Long-married couple Ruth and Alex Carver (Diane Keaton and Morgan Freeman) crossed the threshold of their Brooklyn walkup in the 70s and had never considered stepping back until the five flights of stairs begin to trouble weary legs, both human and canine – ailing border terrier Dorothy completing the family unit. With the help of commission-hungry realtor niece, Lily (Cynthia Nixon – Miranda from Sex and the City), tentative toes are dipped into the cutthroat waters of the New York real estate market but alas they are soon in deep water.
The film poses the age old questions of what makes a house a home and what is truly important in life; it is schmaltzy, sentimental fare but sometimes chicken soup therapy is necessary.
The obligatory opening Morgan Freeman voiceover (is narration written into every one of his contracts?) tells of the forty years the artist and retired teacher have lived in Brooklyn and its evolution from bohemian outpost to hipster village. Ruth is keen to move but Alex is stuck in his ways. Gazing out on the East River and Willamsburg Bridge he wonders whether his next studio will have a view, or even a window? Very existential.
Tragedy strikes when the beloved Dorothy falls ill and needs an expensive operation. How will they afford the surgery? Surely another reason to sell the apartment.
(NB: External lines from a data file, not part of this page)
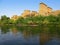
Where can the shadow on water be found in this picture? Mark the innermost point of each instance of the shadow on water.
(30, 35)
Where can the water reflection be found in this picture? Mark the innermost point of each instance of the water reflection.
(38, 35)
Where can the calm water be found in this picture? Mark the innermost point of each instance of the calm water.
(39, 35)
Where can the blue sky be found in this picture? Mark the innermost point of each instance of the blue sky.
(16, 7)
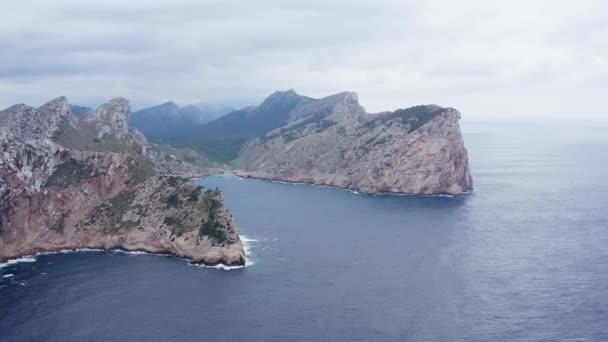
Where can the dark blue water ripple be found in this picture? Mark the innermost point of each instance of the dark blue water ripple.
(522, 258)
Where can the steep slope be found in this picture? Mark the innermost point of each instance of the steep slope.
(80, 111)
(333, 142)
(68, 184)
(221, 139)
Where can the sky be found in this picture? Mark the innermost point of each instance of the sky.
(539, 59)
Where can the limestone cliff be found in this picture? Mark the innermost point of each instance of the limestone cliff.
(67, 183)
(333, 141)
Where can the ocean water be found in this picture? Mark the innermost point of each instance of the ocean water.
(524, 257)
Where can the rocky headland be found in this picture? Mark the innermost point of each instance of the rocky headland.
(94, 182)
(333, 141)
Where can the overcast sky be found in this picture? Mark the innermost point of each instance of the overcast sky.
(489, 59)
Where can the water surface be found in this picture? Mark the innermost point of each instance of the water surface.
(522, 258)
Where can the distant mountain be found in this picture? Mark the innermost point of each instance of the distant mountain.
(332, 141)
(168, 120)
(80, 111)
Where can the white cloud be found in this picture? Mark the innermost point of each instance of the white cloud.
(489, 59)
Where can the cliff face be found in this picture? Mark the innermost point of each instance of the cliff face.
(68, 184)
(333, 142)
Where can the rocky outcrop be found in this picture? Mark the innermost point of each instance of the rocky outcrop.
(111, 118)
(333, 141)
(66, 184)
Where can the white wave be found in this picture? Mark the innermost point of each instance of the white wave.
(29, 258)
(247, 245)
(134, 252)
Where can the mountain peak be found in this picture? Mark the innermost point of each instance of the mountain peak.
(59, 105)
(111, 118)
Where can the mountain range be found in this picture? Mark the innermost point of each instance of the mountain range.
(330, 141)
(69, 182)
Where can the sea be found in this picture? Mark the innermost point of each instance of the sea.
(523, 257)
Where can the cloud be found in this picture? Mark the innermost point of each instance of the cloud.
(488, 59)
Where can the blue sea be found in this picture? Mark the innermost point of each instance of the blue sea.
(524, 257)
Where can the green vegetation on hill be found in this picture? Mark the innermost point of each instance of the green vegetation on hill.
(68, 173)
(414, 116)
(84, 138)
(221, 140)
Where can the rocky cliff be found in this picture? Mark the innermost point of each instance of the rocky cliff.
(333, 141)
(67, 183)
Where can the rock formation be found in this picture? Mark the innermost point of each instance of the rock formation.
(69, 183)
(333, 141)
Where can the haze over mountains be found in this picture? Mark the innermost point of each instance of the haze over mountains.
(95, 182)
(330, 141)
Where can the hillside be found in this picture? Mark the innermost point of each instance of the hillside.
(71, 183)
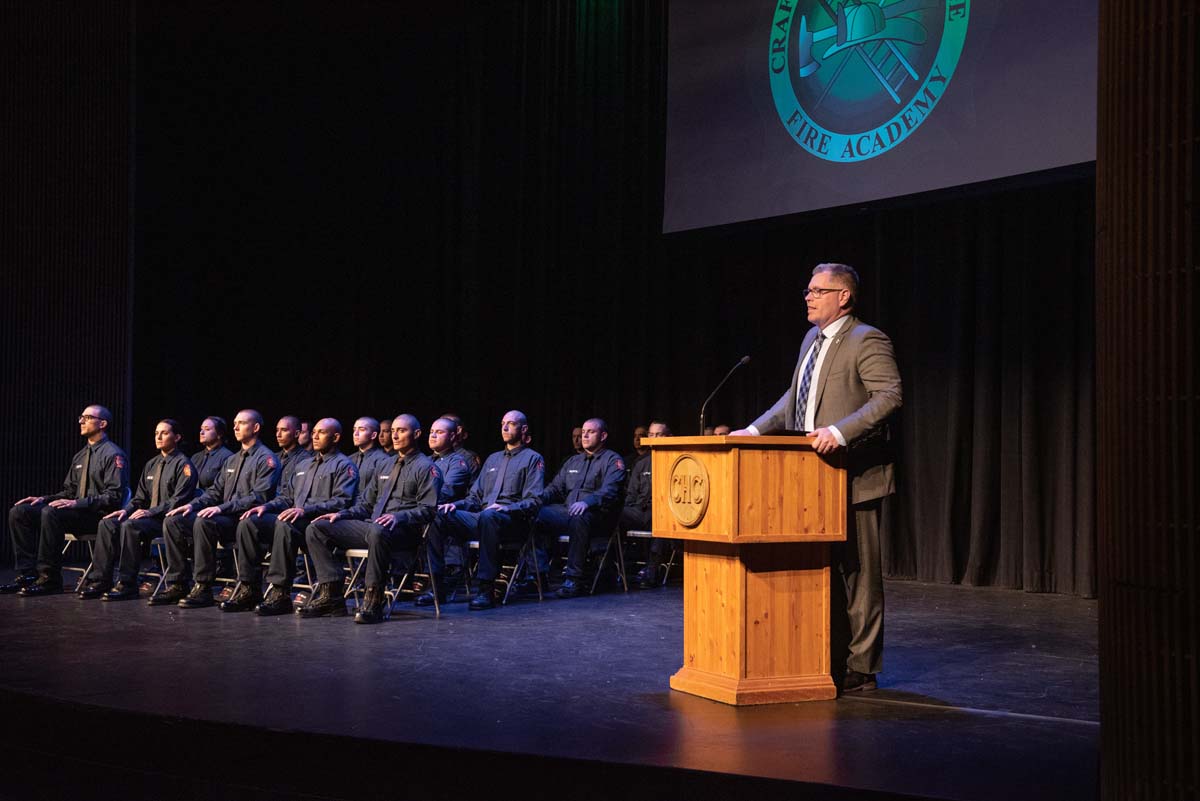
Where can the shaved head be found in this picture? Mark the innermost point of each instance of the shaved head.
(252, 415)
(408, 420)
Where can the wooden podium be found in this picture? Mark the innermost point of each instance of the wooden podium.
(757, 515)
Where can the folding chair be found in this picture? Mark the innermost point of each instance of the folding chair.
(90, 541)
(613, 544)
(618, 561)
(669, 564)
(157, 552)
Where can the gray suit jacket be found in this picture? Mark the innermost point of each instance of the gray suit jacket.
(857, 390)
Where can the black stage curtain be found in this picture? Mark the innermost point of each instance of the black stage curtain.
(365, 208)
(65, 223)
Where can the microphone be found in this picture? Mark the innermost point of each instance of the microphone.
(744, 360)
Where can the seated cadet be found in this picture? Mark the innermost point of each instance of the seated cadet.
(292, 452)
(460, 444)
(456, 477)
(385, 437)
(583, 501)
(324, 483)
(167, 481)
(635, 515)
(211, 457)
(369, 457)
(96, 483)
(249, 479)
(576, 445)
(501, 505)
(388, 517)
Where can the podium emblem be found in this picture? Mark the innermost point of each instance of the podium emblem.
(689, 491)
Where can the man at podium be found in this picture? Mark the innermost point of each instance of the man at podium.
(844, 389)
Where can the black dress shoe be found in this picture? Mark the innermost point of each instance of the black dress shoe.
(371, 612)
(244, 598)
(648, 577)
(46, 584)
(171, 594)
(94, 590)
(573, 588)
(327, 601)
(276, 602)
(199, 597)
(528, 584)
(123, 591)
(426, 598)
(858, 682)
(21, 582)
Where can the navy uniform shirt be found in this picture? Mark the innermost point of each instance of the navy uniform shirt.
(323, 483)
(456, 476)
(249, 479)
(369, 464)
(473, 461)
(595, 479)
(289, 462)
(407, 487)
(513, 479)
(640, 487)
(208, 465)
(108, 477)
(177, 485)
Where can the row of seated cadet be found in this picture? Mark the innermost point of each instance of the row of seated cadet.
(387, 503)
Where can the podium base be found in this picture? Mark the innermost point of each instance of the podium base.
(745, 692)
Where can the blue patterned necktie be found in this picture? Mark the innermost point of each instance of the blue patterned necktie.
(802, 393)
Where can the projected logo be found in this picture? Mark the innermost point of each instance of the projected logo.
(855, 79)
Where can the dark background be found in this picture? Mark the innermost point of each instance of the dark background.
(371, 208)
(1023, 98)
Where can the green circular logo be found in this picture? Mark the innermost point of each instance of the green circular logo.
(852, 83)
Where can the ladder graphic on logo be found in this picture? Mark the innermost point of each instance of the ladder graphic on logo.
(858, 25)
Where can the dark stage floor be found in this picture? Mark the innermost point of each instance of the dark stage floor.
(988, 694)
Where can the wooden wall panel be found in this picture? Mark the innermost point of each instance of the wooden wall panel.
(1147, 299)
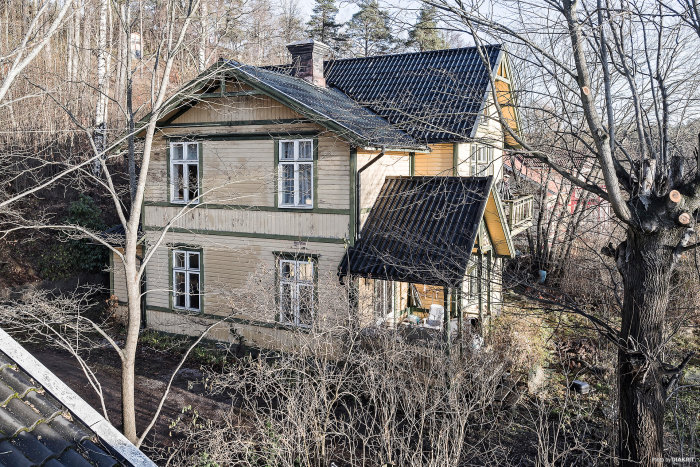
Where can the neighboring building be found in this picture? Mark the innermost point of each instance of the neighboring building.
(308, 168)
(43, 422)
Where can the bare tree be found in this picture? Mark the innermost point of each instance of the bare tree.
(617, 76)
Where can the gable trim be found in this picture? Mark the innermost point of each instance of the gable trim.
(74, 403)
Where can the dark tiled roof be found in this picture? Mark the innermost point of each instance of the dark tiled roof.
(330, 108)
(434, 96)
(35, 429)
(420, 230)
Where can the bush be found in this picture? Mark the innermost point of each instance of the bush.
(70, 255)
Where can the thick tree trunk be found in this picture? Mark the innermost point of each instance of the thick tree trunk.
(129, 360)
(646, 263)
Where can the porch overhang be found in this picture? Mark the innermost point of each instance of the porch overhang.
(422, 230)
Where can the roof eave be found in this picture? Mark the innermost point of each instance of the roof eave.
(323, 120)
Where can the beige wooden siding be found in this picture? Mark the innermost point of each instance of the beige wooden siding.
(464, 166)
(372, 179)
(437, 162)
(228, 264)
(236, 108)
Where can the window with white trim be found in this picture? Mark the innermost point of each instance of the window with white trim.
(296, 169)
(482, 160)
(187, 280)
(296, 292)
(184, 172)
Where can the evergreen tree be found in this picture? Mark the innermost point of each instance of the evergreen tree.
(425, 35)
(322, 25)
(371, 29)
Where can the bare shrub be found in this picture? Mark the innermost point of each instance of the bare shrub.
(388, 403)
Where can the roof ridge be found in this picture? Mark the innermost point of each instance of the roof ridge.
(424, 52)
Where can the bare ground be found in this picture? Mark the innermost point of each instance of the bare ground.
(153, 371)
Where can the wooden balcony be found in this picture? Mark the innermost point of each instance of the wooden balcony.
(519, 213)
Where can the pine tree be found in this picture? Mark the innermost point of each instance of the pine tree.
(424, 35)
(322, 25)
(371, 29)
Definitely something to say “Oh no, but she’s such a cute little dog” about.
It is on the aforementioned bridge that a gas truck jackknifes and introduces a subplot that disjoints the rest of the film. The driver, who has the misfortune of being both a Muslim and from Uzbekistan (which is basically I-raq, right?), abandons his charge and flees the scene, probably for fear of being fired and/or deported. All media outlets and gawping, unquestioning New Yorkers assume he is a terrorist and that another 9/11 is imminent. You’ll excuse my left wing liberalism but the automatic assumption that a truck driver from the Middle East who is Muslim must also be a terrorist is deplorable. Had he been from the Bronx would anyone have batted an eyelid?
Using such an event and the threat of a subsequent drop in the housing market (what?!) to add impetus to the plot and some tension to the big sale beggars belief. Why Loncraine chose to tap in to racial profiling and afford it such substantial screen time is beyond me.
As well as distracting the “plague of locusts” that descend on Ruth and Alex’s all important open house, the big news detracts from the central love story and charming performances by Keaton and Freeman. Neither actor has had to stretch themselves here but they are two people comfortable in their own skin and with one another onscreen. They stroll around the city as if it were a small town and make the orange seats of the metro look like armchairs, so at ease they are with their surroundings.
Several flashbacks fill in the story of their nascent relationship, the troubles they had as a young interracial couple, Alex’s artistic woes and their inability to have a child. Claire van der Boom (feisty, principled and supportive) and Korey Jackson (gentle, caring and considerate) demonstrate traits that are echoed in the present and it is a shame that the terrorism nonsense usurps time that the younger duo deserved.
The final act has all the melodrama of an extended home-selling program. Bogged down in the complications of a bidding war and incessant phone calls, the film runs out of the limited steam it had and doesn’t have a great deal to say other than dissuading anyone from ever trying to buy an apartment in Manhattan. Lily (Nixon) is nails-down-a-chalkboard awful but perhaps she is supposed to be. The majority of people seeking to buy or sell are equally despicable.
Only the ethereal and instantly likeable Zoe (Sterling Jerins) stands out. Attending the viewings with her quirky mother, she appreciates Alex’s artwork and is wise beyond her years. Is she perhaps an apparition of the child that he longed for? The same could be said for Dorothy. I’m clutching at straws.
Freeman and Keaton make this film worth watching. Knowing looks between their characters suggest that they have one up on all those around them and I suspect the actors felt the same. They’ve never needed any additional window dressing to impress so why start now.
Ruth & Alex is released in UK cinemas on 24th July.